Tuesday, July 15, 2008

At the All-Star break

Sometimes, there's not much else you can say except "I wish I'd been there." Check out ESPN's highlights of the Home Run Derby, in which Josh Hamilton hit 28 home runs in the first round, 20 more than the next guy.

Setting aside for the moment the thrill of the spectacle -- 13 consecutive home runs, then eight consecutive, causing the throng at Yankee Stadium to shout out his name -- Hamilton may be a guy genuinely worth rooting for. It's all been said before, I know, to the point of becoming cliche, but let me relay this little anecdote:

In St. Louis, I was standing in rightfield when a fan yelled, "My name is Josh Hamilton, and I'm a drug addict!" I turned around and looked at him with my palms raised to the sky. "Tell me something I don't know, dude," I said. The whole section started laughing and cheering, and the heckler turned to them and said, "Did you hear that? He's my new favorite player." They cheered me from that point on.

How many players would do something like that?

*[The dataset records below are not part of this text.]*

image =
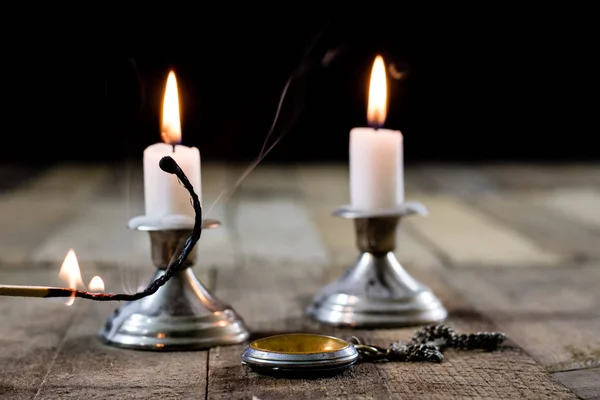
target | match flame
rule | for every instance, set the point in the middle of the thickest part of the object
(96, 284)
(171, 121)
(70, 273)
(377, 106)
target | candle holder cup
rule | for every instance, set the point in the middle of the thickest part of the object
(182, 314)
(377, 291)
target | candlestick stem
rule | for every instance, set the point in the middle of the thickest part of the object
(377, 291)
(182, 314)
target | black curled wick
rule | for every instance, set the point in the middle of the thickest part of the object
(168, 165)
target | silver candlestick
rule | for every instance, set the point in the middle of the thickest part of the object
(182, 314)
(377, 291)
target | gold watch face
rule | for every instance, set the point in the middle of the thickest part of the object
(302, 353)
(300, 343)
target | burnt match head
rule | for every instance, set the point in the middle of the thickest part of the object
(168, 165)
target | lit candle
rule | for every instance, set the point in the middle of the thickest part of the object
(376, 159)
(163, 194)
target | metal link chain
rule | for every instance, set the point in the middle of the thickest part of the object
(428, 344)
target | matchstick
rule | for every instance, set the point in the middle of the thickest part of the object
(35, 291)
(170, 166)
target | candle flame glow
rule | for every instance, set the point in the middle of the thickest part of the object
(70, 273)
(96, 284)
(171, 120)
(377, 106)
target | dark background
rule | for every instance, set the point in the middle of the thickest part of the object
(480, 85)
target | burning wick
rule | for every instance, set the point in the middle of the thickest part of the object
(167, 164)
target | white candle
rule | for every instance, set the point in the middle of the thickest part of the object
(163, 194)
(376, 155)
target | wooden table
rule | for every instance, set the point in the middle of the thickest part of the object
(513, 248)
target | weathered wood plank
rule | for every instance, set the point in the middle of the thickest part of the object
(84, 367)
(30, 332)
(68, 182)
(546, 176)
(581, 205)
(469, 237)
(33, 211)
(468, 180)
(585, 383)
(272, 301)
(27, 223)
(551, 229)
(552, 313)
(272, 223)
(98, 233)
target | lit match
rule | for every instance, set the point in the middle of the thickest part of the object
(69, 271)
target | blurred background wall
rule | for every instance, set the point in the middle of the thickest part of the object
(476, 85)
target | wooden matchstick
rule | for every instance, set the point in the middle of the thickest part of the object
(35, 291)
(169, 165)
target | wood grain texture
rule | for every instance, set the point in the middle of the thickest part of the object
(546, 176)
(552, 313)
(468, 237)
(585, 383)
(510, 373)
(523, 261)
(581, 205)
(553, 231)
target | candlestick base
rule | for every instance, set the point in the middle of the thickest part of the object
(377, 291)
(182, 314)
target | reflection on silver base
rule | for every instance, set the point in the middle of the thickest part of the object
(181, 315)
(377, 291)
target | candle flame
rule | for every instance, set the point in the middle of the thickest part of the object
(70, 273)
(171, 121)
(377, 106)
(96, 284)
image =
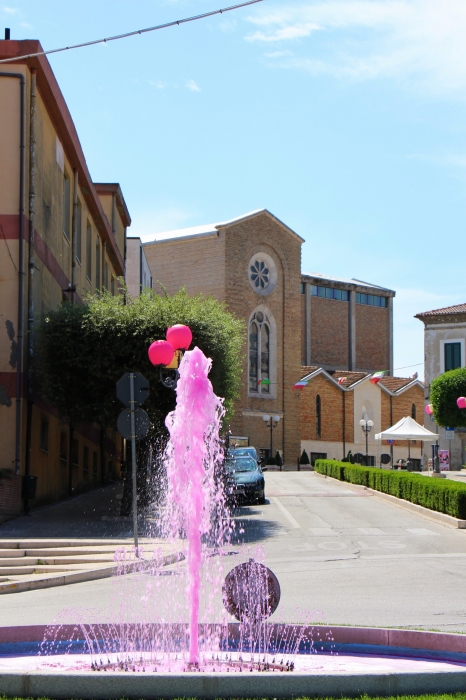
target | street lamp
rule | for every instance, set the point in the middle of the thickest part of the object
(271, 422)
(366, 426)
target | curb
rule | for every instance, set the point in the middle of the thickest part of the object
(80, 576)
(413, 507)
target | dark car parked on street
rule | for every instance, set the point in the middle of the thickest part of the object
(244, 479)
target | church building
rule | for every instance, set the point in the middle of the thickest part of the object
(253, 263)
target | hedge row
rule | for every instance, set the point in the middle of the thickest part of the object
(442, 495)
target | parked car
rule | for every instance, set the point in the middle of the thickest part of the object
(244, 452)
(244, 479)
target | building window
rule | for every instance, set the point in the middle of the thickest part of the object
(97, 263)
(75, 453)
(318, 416)
(262, 273)
(63, 448)
(371, 300)
(452, 356)
(329, 293)
(259, 353)
(79, 215)
(44, 434)
(88, 251)
(86, 463)
(66, 208)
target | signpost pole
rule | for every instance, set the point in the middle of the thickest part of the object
(133, 454)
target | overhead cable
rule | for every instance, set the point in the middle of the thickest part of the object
(127, 34)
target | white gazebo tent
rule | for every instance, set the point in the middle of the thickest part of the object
(407, 429)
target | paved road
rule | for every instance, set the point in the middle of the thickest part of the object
(341, 555)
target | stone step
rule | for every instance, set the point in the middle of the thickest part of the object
(45, 544)
(20, 562)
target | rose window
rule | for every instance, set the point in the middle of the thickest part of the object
(259, 274)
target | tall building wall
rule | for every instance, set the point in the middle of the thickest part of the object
(198, 264)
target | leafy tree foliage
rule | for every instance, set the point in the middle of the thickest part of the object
(304, 459)
(444, 391)
(84, 350)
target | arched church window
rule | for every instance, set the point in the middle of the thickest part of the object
(318, 416)
(259, 353)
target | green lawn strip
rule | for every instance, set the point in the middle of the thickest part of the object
(442, 495)
(436, 696)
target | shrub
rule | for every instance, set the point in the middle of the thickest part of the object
(304, 459)
(436, 494)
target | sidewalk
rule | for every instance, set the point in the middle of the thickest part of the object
(76, 517)
(76, 540)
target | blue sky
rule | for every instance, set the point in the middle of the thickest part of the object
(345, 118)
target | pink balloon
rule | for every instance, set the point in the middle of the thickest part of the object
(161, 352)
(179, 337)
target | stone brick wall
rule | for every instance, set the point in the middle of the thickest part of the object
(329, 332)
(262, 233)
(198, 264)
(372, 338)
(331, 398)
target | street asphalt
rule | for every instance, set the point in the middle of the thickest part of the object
(341, 554)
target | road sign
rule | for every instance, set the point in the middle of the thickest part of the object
(141, 423)
(141, 389)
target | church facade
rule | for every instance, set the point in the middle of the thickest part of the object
(253, 263)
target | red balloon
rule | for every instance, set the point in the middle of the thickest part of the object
(161, 352)
(179, 337)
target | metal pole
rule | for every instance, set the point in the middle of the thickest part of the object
(133, 454)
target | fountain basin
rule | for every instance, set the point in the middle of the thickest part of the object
(345, 661)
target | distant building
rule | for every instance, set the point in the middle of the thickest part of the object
(138, 275)
(347, 324)
(444, 349)
(61, 238)
(333, 403)
(253, 263)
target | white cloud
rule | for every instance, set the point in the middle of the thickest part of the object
(277, 54)
(192, 85)
(365, 39)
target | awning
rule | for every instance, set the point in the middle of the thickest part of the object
(406, 429)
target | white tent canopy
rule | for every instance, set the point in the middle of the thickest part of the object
(406, 429)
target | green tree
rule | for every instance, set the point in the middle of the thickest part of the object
(304, 459)
(84, 350)
(444, 391)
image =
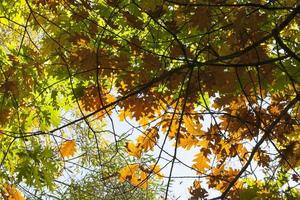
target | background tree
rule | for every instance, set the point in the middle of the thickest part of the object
(218, 77)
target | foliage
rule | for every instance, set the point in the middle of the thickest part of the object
(218, 77)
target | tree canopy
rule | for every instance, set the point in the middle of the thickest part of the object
(217, 79)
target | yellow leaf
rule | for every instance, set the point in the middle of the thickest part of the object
(68, 148)
(126, 173)
(148, 141)
(192, 127)
(13, 193)
(201, 162)
(133, 149)
(187, 141)
(141, 182)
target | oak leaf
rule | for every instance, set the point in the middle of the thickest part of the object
(68, 148)
(201, 162)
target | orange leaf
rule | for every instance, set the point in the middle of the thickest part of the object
(201, 162)
(126, 173)
(68, 148)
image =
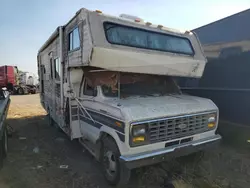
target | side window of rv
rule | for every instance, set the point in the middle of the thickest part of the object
(57, 69)
(51, 68)
(74, 39)
(89, 90)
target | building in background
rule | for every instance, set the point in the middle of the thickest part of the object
(226, 79)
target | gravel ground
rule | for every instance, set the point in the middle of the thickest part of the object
(37, 151)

As for the Royals, they keep chugging along: a good spell here, a bad spell there, resulting in a fourth place standing in the Central. I miss the rhythms of baseball, how we can track the days by it, how insanely thrilling and aberrational it seems when there's true movement in the standings, like some seismic geographic change which hitherto had run parallel with our timeline is now creeping towards a bisection. Three teams separate the Royals from the top, but that doesn't mean we can't keep looking up.

We'll leave off with the video of David DeJesus's recent walk-off home run -- because it's just that awesome -- and the celebration afterwards. Ask yourself: why is his belt unbuckled when he comes out of the mob?

At least nothing like this happened.